Gold Monday session was very volatile, but the final price changes opening were minimal in relation to opening levels.
At the beginning of the trading day, gold, gradually regaining the status of safe-haven, received support from reports that China refused to hold scheduled negotiations with the US to resolve the trade conflict. Both sides do not yet wish to make concessions, which minimizes the expectations of an early resolution of this trade conflict.
However, with the beginning of the US trading session, USD dollar began to strengthen quite actively, having played almost all losses in the first half of the day, which put pressure on gold. Before the two-day FOMC meeting which begins today, the impact of the dollar on the yellow metal will significantly increase, as Fed's further decisions will largely depend on the vector of the movement on the dollar index, as well as the dynamics of the yield level of US Treasury bonds.

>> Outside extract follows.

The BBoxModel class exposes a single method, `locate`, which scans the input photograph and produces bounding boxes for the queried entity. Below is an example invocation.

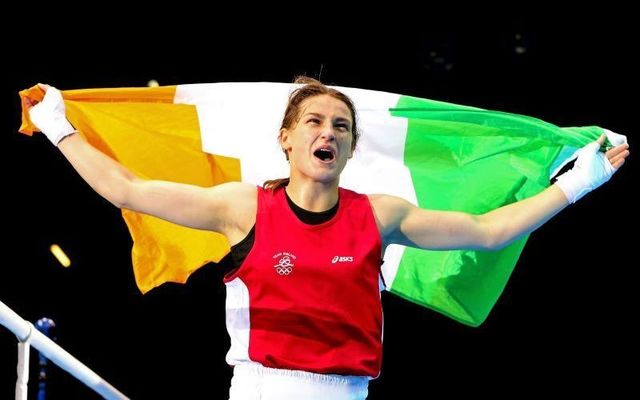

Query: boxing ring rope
[0,301,129,400]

Before such an important event, investors are likely to refrain from very active movements in the market. The latest published report on inflation showed a slowdown in consumer price growth in the US, which some experts believe could lead to a slowdown in the rate of normalization of interest rates in the United States. Therefore, the final press conference of the Federal Reserve may present significant surprises.
Among the economic statistics today is worth highlighting the data on the consumer confidence index CB. Experts expect a decline in the index from 133.4 to 132.2 points, which, if confirmed, could exert moderate pressure on the dollar during the American trading session. Therefore, in general, gold today retains the chances of further moderate recovery.
Yesterday session did not make significant adjustments to the alignment of forces on the daily chart for gold, since price action is still taking place in a very limited price channel with the borders of 1192.00-1211.00.